Insurance is a means of protection from financial loss. It
is a form of risk management, primarily used to hedge against the risk of a
contingent or uncertain loss.
An entity which provides insurance is known as an insurer,
insurance company, insurance carrier or underwriter. A person or entity who
buys insurance is known as an insured or as a policyholder. The insurance
transaction involves the insured assuming a guaranteed and known relatively
small loss in the form of payment to the insurer in exchange for the insurer's
promise to compensate the insured in the event of a covered loss. The loss may
or may not be financial, but it must be reducible to financial terms, and
usually involves something in which the insured has an insurable interest
established by ownership, possession, or pre-existing relationship.

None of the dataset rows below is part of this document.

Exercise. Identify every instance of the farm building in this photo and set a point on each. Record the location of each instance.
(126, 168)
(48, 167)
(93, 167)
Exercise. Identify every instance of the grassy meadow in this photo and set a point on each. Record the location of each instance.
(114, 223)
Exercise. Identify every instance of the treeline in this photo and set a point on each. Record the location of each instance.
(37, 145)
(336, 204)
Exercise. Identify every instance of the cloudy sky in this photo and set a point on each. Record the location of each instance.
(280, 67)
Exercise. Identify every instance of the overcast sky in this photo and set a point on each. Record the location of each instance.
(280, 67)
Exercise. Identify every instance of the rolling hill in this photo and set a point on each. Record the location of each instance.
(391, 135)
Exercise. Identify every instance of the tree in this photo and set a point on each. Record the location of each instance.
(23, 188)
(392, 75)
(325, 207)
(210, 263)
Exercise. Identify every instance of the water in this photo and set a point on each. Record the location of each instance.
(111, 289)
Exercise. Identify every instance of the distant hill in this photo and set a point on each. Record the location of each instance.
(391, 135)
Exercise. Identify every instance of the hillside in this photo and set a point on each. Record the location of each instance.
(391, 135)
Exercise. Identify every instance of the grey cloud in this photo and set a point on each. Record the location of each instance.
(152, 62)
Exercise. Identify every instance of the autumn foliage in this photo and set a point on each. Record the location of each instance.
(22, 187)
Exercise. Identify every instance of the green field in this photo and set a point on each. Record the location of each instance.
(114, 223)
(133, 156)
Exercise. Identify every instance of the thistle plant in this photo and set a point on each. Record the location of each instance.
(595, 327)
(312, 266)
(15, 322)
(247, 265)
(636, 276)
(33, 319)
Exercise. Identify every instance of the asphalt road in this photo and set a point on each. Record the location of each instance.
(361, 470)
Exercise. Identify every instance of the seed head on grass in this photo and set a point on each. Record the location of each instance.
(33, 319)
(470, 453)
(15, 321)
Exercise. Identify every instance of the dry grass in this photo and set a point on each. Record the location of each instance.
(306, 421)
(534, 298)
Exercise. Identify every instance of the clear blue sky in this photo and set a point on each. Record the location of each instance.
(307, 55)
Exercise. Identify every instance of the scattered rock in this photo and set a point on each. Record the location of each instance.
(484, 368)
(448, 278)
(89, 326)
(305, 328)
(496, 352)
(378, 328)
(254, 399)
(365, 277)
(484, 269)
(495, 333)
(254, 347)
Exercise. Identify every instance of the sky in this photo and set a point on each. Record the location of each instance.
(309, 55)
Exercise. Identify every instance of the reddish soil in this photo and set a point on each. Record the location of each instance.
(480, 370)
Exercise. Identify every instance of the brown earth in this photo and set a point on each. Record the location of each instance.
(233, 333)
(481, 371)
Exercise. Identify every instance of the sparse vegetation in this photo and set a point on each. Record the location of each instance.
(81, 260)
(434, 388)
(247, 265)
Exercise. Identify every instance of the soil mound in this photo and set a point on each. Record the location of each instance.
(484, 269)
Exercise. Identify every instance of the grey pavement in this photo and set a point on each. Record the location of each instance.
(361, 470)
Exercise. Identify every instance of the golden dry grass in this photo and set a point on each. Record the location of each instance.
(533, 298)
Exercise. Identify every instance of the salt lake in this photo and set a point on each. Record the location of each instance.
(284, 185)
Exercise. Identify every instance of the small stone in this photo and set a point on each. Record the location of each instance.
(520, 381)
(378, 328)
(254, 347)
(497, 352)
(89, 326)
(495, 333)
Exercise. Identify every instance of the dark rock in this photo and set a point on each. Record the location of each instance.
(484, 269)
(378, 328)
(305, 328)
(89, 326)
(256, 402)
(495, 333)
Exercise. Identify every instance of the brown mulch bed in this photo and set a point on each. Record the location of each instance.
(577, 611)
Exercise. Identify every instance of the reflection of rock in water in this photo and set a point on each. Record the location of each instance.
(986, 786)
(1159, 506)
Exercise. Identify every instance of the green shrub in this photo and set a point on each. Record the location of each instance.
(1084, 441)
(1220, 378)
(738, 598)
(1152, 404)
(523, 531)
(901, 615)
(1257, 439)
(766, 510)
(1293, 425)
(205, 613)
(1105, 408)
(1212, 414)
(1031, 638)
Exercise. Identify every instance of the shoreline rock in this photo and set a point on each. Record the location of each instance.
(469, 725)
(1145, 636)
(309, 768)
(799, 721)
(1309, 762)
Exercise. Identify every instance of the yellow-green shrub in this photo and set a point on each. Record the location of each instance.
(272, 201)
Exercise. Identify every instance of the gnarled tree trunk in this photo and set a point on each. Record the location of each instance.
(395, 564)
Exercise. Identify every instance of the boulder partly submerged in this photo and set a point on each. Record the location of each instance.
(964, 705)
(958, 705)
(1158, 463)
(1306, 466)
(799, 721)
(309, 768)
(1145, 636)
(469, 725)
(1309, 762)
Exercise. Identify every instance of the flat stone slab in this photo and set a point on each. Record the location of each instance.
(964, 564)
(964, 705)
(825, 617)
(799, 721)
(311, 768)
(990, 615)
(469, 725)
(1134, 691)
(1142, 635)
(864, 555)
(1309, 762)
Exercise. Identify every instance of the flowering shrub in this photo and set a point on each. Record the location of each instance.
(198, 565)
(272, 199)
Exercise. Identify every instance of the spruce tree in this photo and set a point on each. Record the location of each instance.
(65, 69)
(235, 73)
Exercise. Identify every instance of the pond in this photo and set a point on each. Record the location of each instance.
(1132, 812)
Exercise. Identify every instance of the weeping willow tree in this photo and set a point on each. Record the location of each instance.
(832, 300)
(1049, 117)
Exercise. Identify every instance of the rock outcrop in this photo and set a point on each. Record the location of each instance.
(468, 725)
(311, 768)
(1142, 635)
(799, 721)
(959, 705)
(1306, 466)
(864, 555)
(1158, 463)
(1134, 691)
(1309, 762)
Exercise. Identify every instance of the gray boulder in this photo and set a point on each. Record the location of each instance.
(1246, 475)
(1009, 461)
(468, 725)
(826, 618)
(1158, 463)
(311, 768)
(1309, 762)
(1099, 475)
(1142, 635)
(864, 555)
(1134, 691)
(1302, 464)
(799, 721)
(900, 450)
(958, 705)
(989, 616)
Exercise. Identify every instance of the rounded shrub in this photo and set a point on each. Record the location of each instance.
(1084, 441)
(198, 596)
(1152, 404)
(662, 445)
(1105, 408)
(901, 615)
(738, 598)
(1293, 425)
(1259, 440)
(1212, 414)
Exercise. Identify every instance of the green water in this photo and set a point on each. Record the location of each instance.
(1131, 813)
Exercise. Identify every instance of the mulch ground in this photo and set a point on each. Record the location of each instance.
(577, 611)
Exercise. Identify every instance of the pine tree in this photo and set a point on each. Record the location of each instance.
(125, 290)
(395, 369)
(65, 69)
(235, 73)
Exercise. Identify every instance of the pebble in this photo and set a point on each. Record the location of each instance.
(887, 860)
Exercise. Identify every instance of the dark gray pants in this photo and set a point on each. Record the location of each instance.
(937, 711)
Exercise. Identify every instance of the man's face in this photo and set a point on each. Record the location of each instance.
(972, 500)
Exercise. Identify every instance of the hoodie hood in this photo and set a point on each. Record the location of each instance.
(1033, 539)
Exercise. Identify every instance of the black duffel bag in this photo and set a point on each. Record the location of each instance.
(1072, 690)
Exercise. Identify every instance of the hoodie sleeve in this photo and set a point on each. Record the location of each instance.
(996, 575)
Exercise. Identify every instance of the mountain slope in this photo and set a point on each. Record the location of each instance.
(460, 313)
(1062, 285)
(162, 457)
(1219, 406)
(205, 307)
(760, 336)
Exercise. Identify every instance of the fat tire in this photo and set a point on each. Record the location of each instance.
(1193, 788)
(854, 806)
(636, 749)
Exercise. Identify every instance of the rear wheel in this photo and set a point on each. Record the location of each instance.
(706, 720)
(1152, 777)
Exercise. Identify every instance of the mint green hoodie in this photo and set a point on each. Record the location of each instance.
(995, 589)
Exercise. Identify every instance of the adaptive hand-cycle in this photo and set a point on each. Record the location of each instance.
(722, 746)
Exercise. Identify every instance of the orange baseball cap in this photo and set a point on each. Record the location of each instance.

The insured receives a contract, called the insurance
policy, which details the conditions and circumstances under which the insurer
will compensate the insured. The amount of money charged by the insurer to the
policyholder for the coverage set forth in the insurance policy is called the
premium. If the insured experiences a loss which is potentially covered by the
insurance policy, the insured submits a claim to the insurer for processing by
a claims adjuster. The insurer may hedge its own risk by taking out
reinsurance, whereby another insurance company agrees to carry some of the
risks, especially if the primary insurer deems the risk too large for it to
carry.
In ideal risk management, a prioritization process is
followed whereby the risks with the greatest loss (or impact) and the greatest
probability of occurring are handled first. Risks with lower probability of
occurrence and lower loss are handled in descending order. In practice the process
of assessing overall risk can be difficult, and balancing resources used to
mitigate between risks with a high probability of occurrence but lower loss,
versus a risk with high loss but lower probability of occurrence can often be
mishandled.
Intangible risk management identifies a new type of a risk
that has a 100% probability of occurring but is ignored by the organization due
to a lack of identification ability. For example, when deficient knowledge is
applied to a situation, a knowledge risk materializes. Relationship risk
appears when ineffective collaboration occurs. Process-engagement risk may be
an issue when ineffective operational procedures are applied. These risks
directly reduce the productivity of knowledge workers, decrease cost-effectiveness,
profitability, service, quality, reputation, brand value, and earnings quality.
Intangible risk management allows risk management to create immediate value
from the identification and reduction of risks that reduce productivity.